+ 16
int *p; *p=&x; is wrong or right ? (x is previously declared) then whats the output
5 Respuestas
+ 2
SRIKANT SAHOO
int *p - here you create a pointer;
when you initialize it, you do not need to prepend it with asterisk (*)
Here is more clear declaration of a pointer that will help you to understand, how it works:
int* p;
It is the same as int *p;
Asterisk is not a part of the variable's name.

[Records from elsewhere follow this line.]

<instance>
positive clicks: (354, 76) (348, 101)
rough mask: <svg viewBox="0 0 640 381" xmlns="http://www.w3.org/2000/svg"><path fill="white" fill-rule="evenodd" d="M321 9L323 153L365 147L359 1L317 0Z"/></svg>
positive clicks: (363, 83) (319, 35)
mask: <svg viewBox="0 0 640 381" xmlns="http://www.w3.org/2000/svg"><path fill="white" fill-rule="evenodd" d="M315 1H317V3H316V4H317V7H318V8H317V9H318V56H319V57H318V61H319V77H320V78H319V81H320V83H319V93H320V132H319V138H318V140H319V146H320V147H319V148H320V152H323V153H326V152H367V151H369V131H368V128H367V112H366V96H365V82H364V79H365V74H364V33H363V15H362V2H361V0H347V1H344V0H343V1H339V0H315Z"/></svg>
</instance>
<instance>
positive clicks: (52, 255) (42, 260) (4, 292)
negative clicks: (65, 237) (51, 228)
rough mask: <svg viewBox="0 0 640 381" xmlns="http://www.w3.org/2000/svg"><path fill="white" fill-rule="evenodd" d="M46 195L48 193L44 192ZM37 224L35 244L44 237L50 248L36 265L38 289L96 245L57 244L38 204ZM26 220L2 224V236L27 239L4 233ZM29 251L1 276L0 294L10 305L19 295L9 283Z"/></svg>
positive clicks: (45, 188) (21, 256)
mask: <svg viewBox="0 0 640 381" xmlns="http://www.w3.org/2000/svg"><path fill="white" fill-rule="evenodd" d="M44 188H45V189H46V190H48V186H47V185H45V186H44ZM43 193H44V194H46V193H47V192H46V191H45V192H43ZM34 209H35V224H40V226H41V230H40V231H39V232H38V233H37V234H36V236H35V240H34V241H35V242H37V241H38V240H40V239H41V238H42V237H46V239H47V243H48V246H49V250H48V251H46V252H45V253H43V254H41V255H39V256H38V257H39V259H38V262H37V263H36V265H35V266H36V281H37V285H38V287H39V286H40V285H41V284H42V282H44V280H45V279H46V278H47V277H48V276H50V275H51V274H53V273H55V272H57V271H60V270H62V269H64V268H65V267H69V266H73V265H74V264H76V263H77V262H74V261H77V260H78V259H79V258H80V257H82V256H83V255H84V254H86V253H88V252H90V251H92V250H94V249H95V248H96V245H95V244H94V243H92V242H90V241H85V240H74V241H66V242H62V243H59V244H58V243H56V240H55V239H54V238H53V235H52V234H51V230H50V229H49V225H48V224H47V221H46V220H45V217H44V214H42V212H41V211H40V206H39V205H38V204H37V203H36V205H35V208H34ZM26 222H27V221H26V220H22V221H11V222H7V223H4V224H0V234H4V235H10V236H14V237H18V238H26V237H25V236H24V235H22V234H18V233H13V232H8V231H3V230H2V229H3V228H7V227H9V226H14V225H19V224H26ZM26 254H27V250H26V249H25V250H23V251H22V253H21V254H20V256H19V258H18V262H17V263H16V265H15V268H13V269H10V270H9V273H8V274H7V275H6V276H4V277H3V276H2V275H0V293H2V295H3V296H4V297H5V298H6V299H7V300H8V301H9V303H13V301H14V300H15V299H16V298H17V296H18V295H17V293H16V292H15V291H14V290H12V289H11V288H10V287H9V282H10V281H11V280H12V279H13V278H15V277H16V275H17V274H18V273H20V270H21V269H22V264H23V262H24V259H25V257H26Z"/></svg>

In general, p gives the address of memory a pointer points to, while *p gives a value stored within.
+ 15
Ipang Steppenwolf Árpád Szabó
so in simple words if
int *p=&x; is possible
then why can't
int *p;
*p=&x; //as it can be thought of an
//assignment statement
isn't possible
and instead p=&x; is needed to be written?
+ 4
int *p = &x;
Two things happen in that line, first, you create int pointer, next you assign it a memory address, in this case the address in memory, allocated for int variable <x>.
int *p;
*p = &x;
You create int pointer, on the next line you assign reference of <x> (which is address of <x>) as a new value for the variable <x> by using the dereference operator. This means assigning an int pointer into an int variable, this triggers invalid conversion error. That's the reason why it didn't work.
Hth, cmiiw
+ 3
Tested the code in Code Playground, sorry to say, what you did there is not valid, I get invalid conversion on "*p=&x;" why? because you are assigning a variable x's address (int*) as data for pointer p (int).
0
int *p;
p = &x;
If you try to print out p, it will print x's value.
Explanation: p is a pointer to the memory address that stores the value of an x variable.